BIH started the negotiation for the admission into the European Union in November of 2005. Since then a large number of political, social and economical reforms have been enforced, the speeding up of the economical reforms bettering the business climate. The country is focused on the reduction of the bureaucratic apparatus, the privatisation of the public sector and on attracting foreign investors.

The strategy of the economic advance leans on the development of the wood-processing industry as it did before because of its abundance in goods, as well as agriculture, tourism, mining, the iron-processing industry and the textile industry.

Since 2000, BIH has achieved an economic growth of 5% per year, which is also expected in the future. This continual annual growth of GDP, combined with the rapid growth of production and export, is a clear indicator that the BIH economy is in full expansion.

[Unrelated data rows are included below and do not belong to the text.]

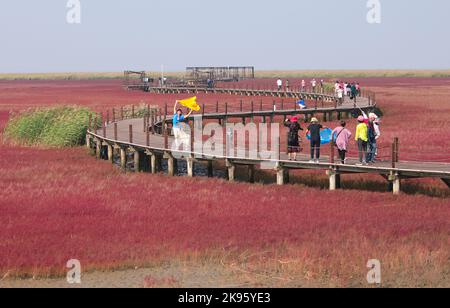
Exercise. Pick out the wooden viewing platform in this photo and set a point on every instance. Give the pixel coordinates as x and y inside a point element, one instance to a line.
<point>149,142</point>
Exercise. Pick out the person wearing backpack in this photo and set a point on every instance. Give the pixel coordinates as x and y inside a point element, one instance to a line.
<point>362,139</point>
<point>293,137</point>
<point>373,134</point>
<point>341,137</point>
<point>314,130</point>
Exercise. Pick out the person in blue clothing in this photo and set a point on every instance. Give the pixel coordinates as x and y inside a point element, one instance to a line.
<point>177,121</point>
<point>314,130</point>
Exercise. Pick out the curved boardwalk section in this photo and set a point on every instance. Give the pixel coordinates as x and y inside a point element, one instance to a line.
<point>148,141</point>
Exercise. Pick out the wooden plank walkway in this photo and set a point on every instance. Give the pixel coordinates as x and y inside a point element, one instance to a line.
<point>118,137</point>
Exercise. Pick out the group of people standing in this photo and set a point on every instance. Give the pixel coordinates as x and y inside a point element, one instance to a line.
<point>347,89</point>
<point>313,83</point>
<point>367,134</point>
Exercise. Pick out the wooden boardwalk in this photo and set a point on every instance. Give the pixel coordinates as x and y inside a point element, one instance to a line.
<point>148,148</point>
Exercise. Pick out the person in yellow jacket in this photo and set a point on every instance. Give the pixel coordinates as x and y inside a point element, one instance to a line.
<point>362,138</point>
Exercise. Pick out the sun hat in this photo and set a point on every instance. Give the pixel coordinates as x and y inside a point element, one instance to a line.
<point>373,116</point>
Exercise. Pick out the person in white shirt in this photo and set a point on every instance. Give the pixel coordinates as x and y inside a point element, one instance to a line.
<point>314,84</point>
<point>280,84</point>
<point>337,85</point>
<point>340,94</point>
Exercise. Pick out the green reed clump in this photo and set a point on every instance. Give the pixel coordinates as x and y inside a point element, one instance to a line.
<point>63,126</point>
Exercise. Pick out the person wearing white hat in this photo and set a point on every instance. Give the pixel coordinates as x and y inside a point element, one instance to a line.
<point>375,133</point>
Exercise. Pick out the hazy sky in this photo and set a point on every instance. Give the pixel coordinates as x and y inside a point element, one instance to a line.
<point>269,34</point>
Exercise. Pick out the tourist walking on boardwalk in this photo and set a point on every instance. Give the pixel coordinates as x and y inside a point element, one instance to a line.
<point>314,131</point>
<point>313,85</point>
<point>279,84</point>
<point>294,141</point>
<point>340,94</point>
<point>177,123</point>
<point>362,139</point>
<point>374,134</point>
<point>341,137</point>
<point>354,92</point>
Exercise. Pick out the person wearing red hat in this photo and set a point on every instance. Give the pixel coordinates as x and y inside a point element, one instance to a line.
<point>293,137</point>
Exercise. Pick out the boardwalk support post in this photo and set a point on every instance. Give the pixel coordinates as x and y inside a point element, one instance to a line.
<point>88,141</point>
<point>190,166</point>
<point>446,181</point>
<point>110,153</point>
<point>210,169</point>
<point>98,152</point>
<point>335,179</point>
<point>231,170</point>
<point>153,163</point>
<point>123,158</point>
<point>171,164</point>
<point>282,175</point>
<point>394,178</point>
<point>137,160</point>
<point>251,173</point>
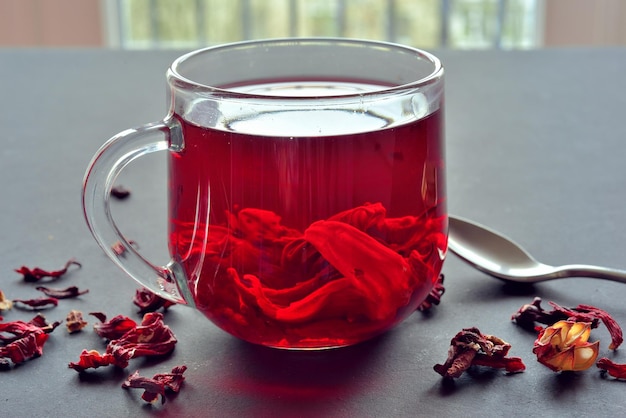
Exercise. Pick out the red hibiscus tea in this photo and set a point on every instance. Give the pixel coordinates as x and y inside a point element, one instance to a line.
<point>312,240</point>
<point>307,204</point>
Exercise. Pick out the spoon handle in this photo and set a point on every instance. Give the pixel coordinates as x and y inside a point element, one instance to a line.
<point>582,270</point>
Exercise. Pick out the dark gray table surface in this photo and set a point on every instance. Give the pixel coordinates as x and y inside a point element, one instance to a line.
<point>536,147</point>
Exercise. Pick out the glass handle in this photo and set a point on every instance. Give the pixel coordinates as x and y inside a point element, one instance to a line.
<point>100,177</point>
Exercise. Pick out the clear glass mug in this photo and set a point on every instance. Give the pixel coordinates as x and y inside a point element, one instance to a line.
<point>307,204</point>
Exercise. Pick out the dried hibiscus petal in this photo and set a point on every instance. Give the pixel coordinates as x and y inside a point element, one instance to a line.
<point>74,321</point>
<point>528,314</point>
<point>151,338</point>
<point>68,292</point>
<point>158,384</point>
<point>114,328</point>
<point>564,346</point>
<point>35,274</point>
<point>27,341</point>
<point>37,303</point>
<point>148,301</point>
<point>470,347</point>
<point>616,370</point>
<point>91,359</point>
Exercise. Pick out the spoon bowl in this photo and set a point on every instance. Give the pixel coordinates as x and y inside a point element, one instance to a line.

BIH is realizing the process of privatization of enterprises which is of strategic importance in order to increase economic growth and increase the inflow of foreign investment. In addition, Bosnia has new modern bankruptcy laws that provide flexible options for reactivating companies in financial difficulties, thus creating potentially valuable opportunities for foreign investors. It has signed the CEFTA agreement (FTA in Central Europe) with neighboring countries and is currently negotiating accession to the World Trade Organization (WTO). Besides the EU, BIH has a preferential export regime with countries like Canada, Japan, Russia, Turkey and the United States.

Bosnia has a great energy potential and its highlights are numerous hydroelectric power plants on the rivers Neretva and Vrbas. There are many findings of rock salt, gypsum, iron, bauxite, etc. And the mountain, religious, summer, farm and health tourism have been developed. Thermal springs are located in Tešanj, Ilidža, Kiseljak, Lakataši, Višegrad and other towns.

Bosnia and Herzegovina is a country which, in this day and age, offers a wealth of resources and natural beauty, attractive locations, a long tradition of industrial production, a large number of available production facilities, transparent legislation, low taxes, educated workforce and many more, and is an ideal place for foreign investors who, in BIH, have the same status as the domestic ones in terms of rights and obligations.